I know that the cover’s caption could also be seen as not solely attention-seeking but also as a positive nod to Obama’s statement given last week in favor of same-sex marriage, which was a great moment for the nation’s LGBT community and, you know, human rights in general. I also can appreciate how the cover could give a sense of support reminiscent of Dan Savage’s It Gets Better Project to LGBT teenagers across the country who are fighting to be accepted for who they are.
I see your one idiotic high-school bully and raise you the freakin’ President of the United States.
But couldn’t Newsweek conceptualize a cover that highlighted Sullivan’s piece and applauded the president’s support of gay marriage without using a headline (a play on Clinton being referred to as the first black president) that clearly was just for provocative means?
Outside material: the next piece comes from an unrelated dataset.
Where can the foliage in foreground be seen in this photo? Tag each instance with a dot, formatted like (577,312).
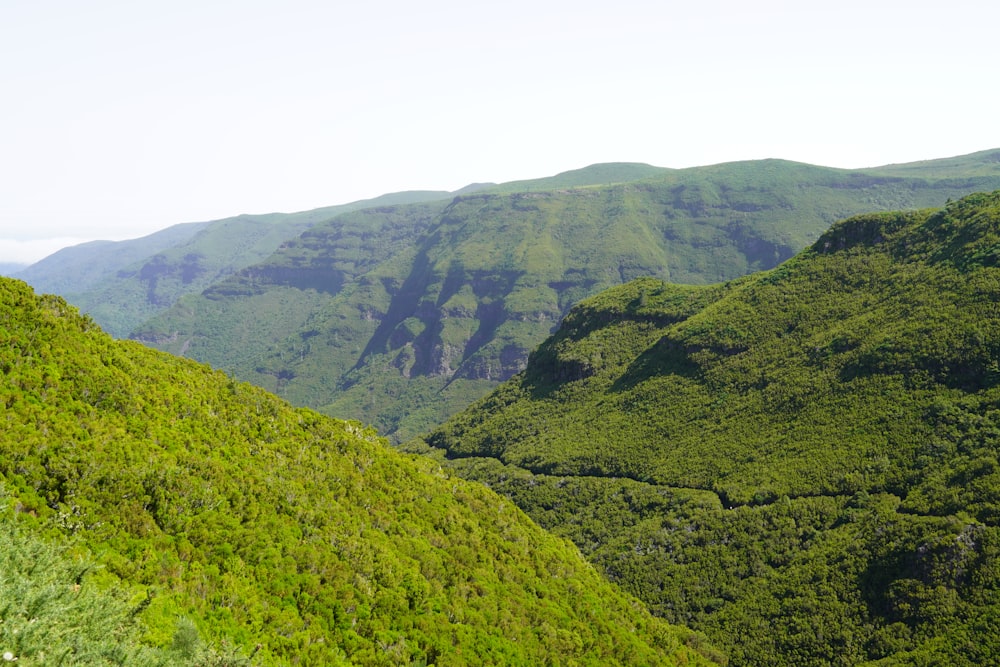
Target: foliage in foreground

The accompanying cover story is by Andrew Sullivan, an openly gay political writer and blogger. The story is now available for viewing online, and in it Sullivan compares the experiences of the president to that of the gay community. Obama “had to discover his black identity and then reconcile it with his white family, just as gays discover their homosexual identity and then have to reconcile it with their heterosexual family,” he wrote.
What a legitimate point. Now if only the cover was able to reflect the impact of Obama’s statement without being so goddamn teenage-girl, for lack of a better term.